O Brasil se consolidou como o maior produtor de veículos blindados do mundo, fabricando quatro vezes mais do que o México, segundo colocado no ranking global. Apenas em 2024, a produção cresceu 17%, alcançando 34,4 mil unidades. Para 2025, a expectativa do setor é superar a marca de 40 mil carros blindados.
Atualmente, estima-se que quase 400 mil veículos com blindagem circulem pelas ruas brasileiras. O crescimento é explicado principalmente pela combinação entre longos períodos no trânsito e a sensação de insegurança. Nas grandes cidades, motoristas passam, em média, quase duas horas por dia dentro do carro, muitas vezes parados em congestionamentos, situação que facilita assaltos e abordagens violentas.
Outro fator decisivo é a redução dos custos.

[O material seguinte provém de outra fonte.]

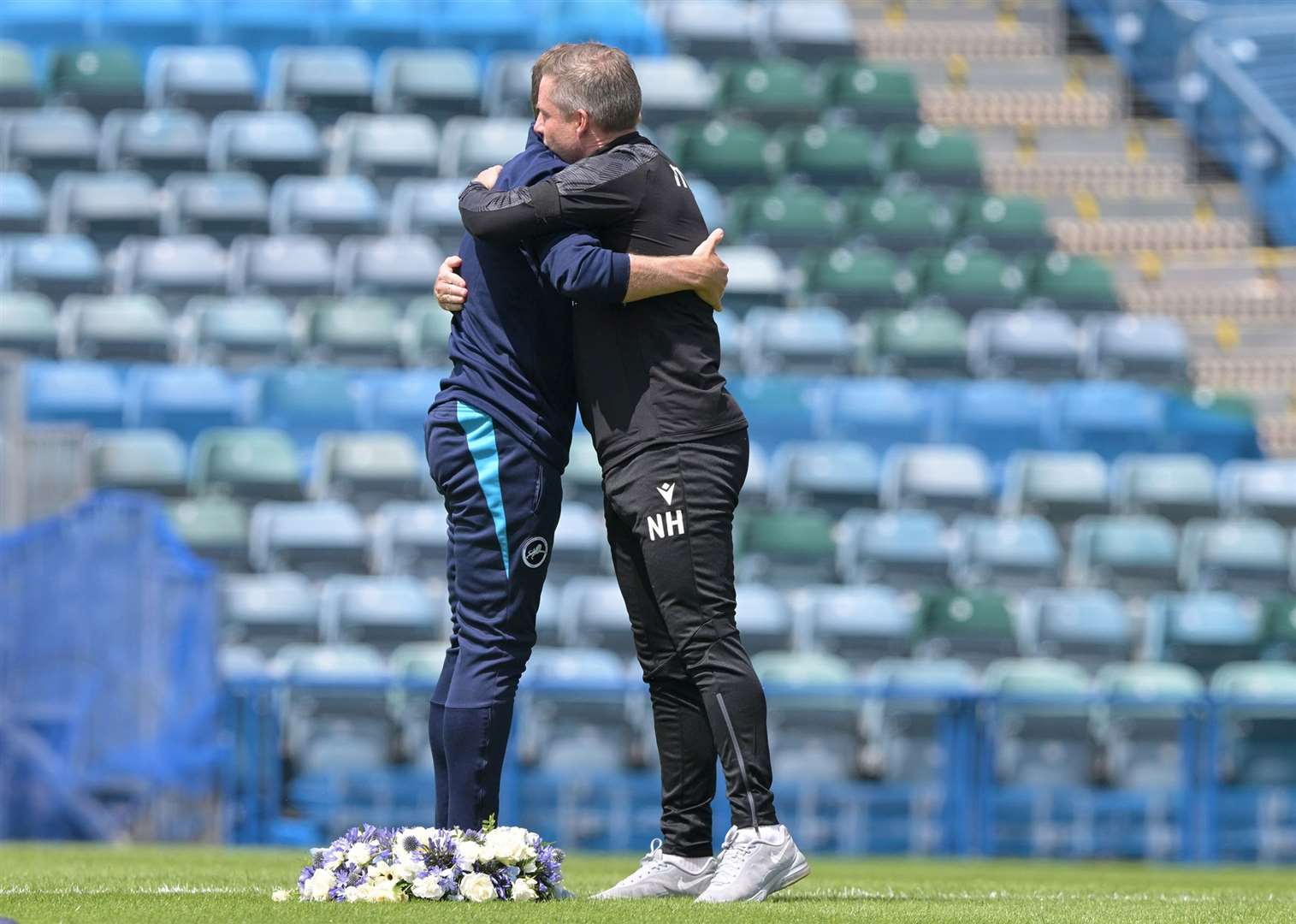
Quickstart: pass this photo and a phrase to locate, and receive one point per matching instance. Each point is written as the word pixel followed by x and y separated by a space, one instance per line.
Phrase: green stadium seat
pixel 902 221
pixel 926 341
pixel 96 78
pixel 143 460
pixel 1011 224
pixel 973 626
pixel 973 280
pixel 772 92
pixel 785 548
pixel 429 324
pixel 1074 282
pixel 729 153
pixel 27 324
pixel 367 470
pixel 855 280
pixel 246 463
pixel 358 331
pixel 785 216
pixel 17 83
pixel 935 157
pixel 118 327
pixel 214 528
pixel 835 157
pixel 873 96
pixel 1178 488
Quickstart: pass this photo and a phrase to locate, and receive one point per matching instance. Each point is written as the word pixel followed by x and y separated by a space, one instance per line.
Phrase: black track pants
pixel 671 525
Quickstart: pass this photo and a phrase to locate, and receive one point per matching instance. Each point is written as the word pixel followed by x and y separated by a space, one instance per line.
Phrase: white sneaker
pixel 661 876
pixel 755 863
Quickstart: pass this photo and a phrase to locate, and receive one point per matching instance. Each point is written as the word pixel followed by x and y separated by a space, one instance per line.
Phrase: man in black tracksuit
pixel 673 446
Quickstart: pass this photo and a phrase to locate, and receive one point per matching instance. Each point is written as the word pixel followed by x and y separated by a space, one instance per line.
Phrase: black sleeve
pixel 593 193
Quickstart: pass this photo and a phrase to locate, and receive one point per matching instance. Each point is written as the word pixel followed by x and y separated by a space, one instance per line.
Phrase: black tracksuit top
pixel 647 373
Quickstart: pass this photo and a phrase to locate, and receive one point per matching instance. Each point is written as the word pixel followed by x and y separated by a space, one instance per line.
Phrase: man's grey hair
pixel 595 78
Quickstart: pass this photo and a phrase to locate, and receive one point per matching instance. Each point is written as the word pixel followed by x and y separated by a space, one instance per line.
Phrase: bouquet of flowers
pixel 397 865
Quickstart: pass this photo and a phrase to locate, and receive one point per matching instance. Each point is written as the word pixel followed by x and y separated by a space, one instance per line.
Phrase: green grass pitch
pixel 43 884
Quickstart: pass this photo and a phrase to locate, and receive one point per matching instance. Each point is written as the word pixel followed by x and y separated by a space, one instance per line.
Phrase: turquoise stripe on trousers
pixel 480 430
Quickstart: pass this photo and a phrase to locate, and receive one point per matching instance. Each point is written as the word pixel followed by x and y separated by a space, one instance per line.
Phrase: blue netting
pixel 108 679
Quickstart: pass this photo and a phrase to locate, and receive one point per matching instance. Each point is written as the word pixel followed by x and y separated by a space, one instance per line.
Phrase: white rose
pixel 477 886
pixel 317 886
pixel 507 845
pixel 428 886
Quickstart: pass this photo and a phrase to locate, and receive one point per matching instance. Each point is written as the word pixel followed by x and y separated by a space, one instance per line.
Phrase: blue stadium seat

A blindagem mais comum, de nível III-A, teve queda aproximada de 25% no preço ao longo da última década e hoje custa entre R$ 80 mil e R$ 100 mil, tornando-se mais acessível a um público maior.
A busca por proteção reflete uma preocupação generalizada. A segurança pública é hoje apontada como a maior apreensão dos brasileiros. Mesmo com a queda recente nos índices de homicídio, o país concentrou mais de 20% dos assassinatos registrados no mundo em 2022, apesar de reunir apenas 2,7% da população global.